Training & Alignment Questions
These 12 questions cover the full pipeline from pre-training a base model to aligning it with human preferences. This is core knowledge for LLM engineer roles at OpenAI, Anthropic, and Google, and increasingly tested at GenAI engineer roles too.
Q1: Walk me through the full LLM training pipeline from raw text to a deployed chat model.
The modern LLM pipeline has 4 stages:
- Pre-training: Train on trillions of tokens of web text, books, code. Objective: next-token prediction. Duration: weeks to months on thousands of GPUs. Result: a base model that generates coherent text but is not helpful or safe.
- Supervised Fine-Tuning (SFT): Fine-tune on high-quality (instruction, response) pairs. Thousands to millions of examples. Teaches the model to follow instructions and generate structured responses. Duration: hours to days on tens of GPUs.
- Preference Optimization (RLHF or DPO): Align the model with human preferences. Humans rank model outputs; this signal trains the model to produce preferred responses. Improves helpfulness, honesty, and safety.
- Safety fine-tuning: Red-teaming, constitutional AI, content filtering. Test and patch dangerous behaviors. Ongoing process, not a one-time step.

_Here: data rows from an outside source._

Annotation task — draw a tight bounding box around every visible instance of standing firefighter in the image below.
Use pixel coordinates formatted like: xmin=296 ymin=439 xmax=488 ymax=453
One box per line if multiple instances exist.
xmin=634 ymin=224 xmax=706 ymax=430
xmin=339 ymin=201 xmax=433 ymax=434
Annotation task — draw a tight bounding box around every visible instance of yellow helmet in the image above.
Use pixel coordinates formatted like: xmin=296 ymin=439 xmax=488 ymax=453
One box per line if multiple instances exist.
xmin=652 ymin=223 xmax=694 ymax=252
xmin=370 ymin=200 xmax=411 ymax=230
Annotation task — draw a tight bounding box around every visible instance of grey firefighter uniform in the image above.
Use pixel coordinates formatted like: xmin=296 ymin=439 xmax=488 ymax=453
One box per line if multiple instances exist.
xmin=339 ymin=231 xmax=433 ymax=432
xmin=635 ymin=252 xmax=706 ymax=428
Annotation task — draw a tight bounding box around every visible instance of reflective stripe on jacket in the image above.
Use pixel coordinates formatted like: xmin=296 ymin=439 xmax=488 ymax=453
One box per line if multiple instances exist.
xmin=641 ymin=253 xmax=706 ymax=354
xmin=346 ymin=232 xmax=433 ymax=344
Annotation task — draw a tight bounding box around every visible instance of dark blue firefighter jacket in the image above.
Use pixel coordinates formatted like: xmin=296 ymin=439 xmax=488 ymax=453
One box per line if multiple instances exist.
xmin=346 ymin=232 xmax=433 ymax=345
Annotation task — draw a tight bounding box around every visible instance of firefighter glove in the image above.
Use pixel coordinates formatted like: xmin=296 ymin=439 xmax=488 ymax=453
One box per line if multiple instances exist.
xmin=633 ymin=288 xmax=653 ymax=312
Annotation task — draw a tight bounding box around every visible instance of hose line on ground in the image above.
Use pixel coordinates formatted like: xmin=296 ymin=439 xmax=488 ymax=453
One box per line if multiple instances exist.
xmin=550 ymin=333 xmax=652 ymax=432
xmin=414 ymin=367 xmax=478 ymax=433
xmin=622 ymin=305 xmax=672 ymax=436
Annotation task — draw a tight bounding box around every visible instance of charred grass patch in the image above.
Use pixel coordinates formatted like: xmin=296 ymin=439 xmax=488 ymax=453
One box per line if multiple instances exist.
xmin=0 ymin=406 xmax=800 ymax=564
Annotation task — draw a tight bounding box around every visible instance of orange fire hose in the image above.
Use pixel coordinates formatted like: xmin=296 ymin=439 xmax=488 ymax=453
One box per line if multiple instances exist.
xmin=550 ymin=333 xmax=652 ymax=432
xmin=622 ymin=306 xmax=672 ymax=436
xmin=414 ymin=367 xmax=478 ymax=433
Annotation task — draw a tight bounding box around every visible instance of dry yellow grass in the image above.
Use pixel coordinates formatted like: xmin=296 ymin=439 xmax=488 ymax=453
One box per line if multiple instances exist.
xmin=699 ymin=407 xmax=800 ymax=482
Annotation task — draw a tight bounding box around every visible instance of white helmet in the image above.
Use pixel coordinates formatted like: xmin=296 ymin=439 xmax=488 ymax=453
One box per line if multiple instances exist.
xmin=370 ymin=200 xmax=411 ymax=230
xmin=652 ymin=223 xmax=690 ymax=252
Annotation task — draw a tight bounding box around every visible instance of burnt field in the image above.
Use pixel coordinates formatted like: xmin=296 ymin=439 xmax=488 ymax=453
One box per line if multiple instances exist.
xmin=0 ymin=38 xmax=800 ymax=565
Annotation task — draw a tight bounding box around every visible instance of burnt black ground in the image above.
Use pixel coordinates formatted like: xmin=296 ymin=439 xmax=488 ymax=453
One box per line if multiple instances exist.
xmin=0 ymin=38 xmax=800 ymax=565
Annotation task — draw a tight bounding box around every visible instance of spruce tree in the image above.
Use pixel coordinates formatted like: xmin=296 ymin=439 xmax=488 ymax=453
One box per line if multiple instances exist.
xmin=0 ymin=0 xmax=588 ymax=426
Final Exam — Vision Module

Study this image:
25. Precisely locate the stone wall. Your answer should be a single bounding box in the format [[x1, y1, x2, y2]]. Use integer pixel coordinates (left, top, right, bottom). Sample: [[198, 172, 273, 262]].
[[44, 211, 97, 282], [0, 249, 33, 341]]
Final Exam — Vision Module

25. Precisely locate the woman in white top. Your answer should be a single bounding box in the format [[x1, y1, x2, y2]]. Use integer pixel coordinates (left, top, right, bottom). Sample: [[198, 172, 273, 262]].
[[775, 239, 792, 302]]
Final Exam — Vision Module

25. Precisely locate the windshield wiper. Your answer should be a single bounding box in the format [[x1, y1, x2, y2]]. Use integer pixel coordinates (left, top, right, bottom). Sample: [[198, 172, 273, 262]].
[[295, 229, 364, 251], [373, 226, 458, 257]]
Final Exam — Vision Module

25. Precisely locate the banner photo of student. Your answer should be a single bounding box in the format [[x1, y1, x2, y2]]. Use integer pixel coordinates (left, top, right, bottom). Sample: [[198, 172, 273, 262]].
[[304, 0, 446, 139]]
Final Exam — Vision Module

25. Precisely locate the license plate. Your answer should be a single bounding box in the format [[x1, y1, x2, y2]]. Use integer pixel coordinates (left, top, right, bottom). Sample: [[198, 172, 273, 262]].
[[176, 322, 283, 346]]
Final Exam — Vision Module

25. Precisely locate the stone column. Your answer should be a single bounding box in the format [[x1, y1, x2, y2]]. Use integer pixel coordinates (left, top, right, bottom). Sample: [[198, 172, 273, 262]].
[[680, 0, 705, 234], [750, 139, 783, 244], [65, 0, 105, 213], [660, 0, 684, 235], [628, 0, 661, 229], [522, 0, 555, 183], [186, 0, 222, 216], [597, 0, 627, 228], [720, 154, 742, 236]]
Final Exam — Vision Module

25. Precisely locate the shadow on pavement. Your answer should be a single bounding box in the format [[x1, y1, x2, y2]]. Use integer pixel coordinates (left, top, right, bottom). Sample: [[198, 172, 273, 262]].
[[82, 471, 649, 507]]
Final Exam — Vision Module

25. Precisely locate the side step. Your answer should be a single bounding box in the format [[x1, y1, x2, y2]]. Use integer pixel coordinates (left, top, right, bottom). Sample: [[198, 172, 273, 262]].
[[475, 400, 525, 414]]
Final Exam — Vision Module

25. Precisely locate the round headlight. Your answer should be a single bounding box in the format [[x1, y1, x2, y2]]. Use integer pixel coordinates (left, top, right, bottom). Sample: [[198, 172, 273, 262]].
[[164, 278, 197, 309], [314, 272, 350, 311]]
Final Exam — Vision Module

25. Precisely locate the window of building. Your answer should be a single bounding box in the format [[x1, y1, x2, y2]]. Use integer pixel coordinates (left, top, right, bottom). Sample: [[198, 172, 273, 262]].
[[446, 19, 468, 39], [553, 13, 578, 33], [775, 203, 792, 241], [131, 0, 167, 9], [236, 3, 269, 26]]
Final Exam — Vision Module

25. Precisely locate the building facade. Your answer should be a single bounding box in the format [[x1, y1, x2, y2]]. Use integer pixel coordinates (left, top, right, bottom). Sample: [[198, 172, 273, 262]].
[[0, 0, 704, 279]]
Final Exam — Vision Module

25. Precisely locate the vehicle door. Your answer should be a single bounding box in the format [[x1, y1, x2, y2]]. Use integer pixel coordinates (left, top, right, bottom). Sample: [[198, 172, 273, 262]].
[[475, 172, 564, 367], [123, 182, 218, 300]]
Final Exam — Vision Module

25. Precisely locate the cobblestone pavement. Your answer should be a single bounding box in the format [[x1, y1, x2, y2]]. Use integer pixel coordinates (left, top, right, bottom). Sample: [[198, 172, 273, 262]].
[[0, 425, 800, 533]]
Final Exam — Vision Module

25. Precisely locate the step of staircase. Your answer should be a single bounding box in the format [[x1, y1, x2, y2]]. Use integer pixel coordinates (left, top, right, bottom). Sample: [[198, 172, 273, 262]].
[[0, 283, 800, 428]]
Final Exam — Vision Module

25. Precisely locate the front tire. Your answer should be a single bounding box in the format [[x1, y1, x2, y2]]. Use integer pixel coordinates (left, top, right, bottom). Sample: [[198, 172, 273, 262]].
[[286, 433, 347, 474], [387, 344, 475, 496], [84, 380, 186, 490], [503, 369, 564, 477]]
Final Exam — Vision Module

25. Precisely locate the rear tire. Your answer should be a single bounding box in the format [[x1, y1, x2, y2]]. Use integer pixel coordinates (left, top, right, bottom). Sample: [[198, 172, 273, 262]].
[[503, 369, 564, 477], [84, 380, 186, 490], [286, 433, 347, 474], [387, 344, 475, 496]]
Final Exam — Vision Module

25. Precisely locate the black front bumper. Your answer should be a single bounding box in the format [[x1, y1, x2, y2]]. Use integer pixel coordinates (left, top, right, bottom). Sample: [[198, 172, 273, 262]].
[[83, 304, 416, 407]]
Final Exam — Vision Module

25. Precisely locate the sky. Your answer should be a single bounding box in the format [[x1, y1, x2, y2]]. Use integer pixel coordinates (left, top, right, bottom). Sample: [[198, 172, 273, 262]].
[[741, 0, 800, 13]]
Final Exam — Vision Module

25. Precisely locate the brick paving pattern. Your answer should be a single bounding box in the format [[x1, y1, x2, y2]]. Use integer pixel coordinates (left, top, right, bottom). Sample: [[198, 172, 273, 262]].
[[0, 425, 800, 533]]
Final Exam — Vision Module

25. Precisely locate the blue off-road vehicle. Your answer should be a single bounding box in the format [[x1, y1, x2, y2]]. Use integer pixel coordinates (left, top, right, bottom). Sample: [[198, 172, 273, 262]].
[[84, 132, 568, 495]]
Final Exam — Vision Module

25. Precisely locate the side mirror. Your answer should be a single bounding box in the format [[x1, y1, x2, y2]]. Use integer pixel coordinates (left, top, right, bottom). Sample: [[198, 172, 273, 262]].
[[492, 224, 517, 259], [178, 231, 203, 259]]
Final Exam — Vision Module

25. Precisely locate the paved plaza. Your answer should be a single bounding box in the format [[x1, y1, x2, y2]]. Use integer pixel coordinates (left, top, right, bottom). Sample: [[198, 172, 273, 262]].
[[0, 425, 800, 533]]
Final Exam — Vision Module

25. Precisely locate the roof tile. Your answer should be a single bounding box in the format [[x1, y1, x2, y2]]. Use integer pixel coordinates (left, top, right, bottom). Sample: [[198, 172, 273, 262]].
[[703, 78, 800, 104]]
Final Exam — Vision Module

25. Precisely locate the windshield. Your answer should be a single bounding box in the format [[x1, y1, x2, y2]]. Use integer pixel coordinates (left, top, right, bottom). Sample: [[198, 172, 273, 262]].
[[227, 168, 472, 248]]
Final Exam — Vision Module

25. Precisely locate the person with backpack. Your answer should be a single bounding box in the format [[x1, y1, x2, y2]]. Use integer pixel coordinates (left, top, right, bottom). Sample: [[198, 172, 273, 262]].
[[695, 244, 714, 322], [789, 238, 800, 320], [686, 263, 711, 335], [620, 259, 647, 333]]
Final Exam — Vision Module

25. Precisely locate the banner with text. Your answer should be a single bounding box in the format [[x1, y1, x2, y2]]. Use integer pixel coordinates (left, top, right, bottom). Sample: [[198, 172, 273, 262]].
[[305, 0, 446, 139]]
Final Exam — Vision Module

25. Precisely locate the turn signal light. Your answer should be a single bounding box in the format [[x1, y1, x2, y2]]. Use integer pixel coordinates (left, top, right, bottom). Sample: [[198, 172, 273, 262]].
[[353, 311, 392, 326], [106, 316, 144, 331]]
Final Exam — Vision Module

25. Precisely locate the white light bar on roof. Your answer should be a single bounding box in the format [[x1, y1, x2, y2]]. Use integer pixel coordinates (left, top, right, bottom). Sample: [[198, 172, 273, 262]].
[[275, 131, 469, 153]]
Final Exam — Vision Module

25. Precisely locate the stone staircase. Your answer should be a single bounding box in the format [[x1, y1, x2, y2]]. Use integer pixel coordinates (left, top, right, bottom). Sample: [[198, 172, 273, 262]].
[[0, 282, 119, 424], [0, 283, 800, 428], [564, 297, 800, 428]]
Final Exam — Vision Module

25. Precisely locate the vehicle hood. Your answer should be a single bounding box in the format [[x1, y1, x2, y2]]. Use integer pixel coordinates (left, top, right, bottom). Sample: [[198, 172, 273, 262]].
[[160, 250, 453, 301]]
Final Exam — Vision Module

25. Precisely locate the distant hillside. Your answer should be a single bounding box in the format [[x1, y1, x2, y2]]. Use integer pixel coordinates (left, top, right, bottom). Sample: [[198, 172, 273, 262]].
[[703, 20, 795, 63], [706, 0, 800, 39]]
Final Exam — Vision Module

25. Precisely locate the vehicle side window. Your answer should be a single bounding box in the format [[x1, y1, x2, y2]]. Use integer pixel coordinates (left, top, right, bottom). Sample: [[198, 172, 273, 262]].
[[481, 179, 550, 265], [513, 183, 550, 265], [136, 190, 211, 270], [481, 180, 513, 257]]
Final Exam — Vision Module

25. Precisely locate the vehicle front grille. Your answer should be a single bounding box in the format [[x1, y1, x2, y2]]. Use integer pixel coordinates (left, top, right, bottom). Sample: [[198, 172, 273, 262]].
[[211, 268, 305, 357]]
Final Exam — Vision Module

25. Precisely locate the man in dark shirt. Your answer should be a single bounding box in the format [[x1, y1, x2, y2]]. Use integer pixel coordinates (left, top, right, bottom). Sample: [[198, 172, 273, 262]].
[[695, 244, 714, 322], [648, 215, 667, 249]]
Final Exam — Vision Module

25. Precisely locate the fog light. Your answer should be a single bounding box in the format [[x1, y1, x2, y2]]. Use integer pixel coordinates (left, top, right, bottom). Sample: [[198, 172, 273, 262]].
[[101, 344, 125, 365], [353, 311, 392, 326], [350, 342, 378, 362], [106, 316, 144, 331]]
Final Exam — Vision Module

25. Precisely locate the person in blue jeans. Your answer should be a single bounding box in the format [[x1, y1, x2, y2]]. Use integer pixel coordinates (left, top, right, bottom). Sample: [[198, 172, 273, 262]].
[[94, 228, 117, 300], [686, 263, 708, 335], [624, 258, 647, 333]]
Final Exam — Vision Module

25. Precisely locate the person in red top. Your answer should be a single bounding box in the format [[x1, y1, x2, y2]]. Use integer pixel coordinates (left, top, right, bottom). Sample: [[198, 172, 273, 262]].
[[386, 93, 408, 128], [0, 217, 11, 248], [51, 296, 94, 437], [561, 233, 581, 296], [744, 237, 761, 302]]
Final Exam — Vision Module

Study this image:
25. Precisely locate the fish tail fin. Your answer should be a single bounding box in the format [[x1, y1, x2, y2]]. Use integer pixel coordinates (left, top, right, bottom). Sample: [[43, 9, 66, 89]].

Key insight: Each stage adds capabilities but risks losing prior ones. SFT can cause the model to forget pre-training knowledge (catastrophic forgetting). RLHF can cause "reward hacking" where the model optimizes for the reward model's preferences rather than genuine quality.
Q2: What is the difference between RLHF and DPO? When would you choose one over the other?
RLHF (Reinforcement Learning from Human Feedback):
- Collect comparison data: humans rank multiple model responses
- Train a reward model to predict human preferences
- Use PPO to optimize the policy (language model) to maximize reward, with KL penalty to prevent deviation from SFT model
DPO (Direct Preference Optimization):
- Skip the reward model entirely
- Use the same preference data but optimize the policy directly with a clever loss function
- The loss implicitly defines a reward model as the log-ratio of policy probabilities
| Aspect | RLHF | DPO |
|---|---|---|
| Complexity | High (3 models: policy, reward, reference) | Low (1 model + reference) |
| Stability | PPO can be unstable, requires careful tuning | More stable, standard cross-entropy-style loss |
| Compute | Higher (reward model inference during training) | Lower (no reward model needed) |
| Data efficiency | Can reuse reward model across iterations | Needs fresh preference data per iteration |
| Quality at scale | Better for very large models (OpenAI's approach) | Competitive for models up to 70B |
When to choose: DPO for most practical cases (simpler, cheaper, good enough). RLHF when training frontier models where marginal quality gains justify complexity. Iterative RLHF with online data collection is still superior for the absolute best models.
Q3: What is Constitutional AI? How does it differ from RLHF?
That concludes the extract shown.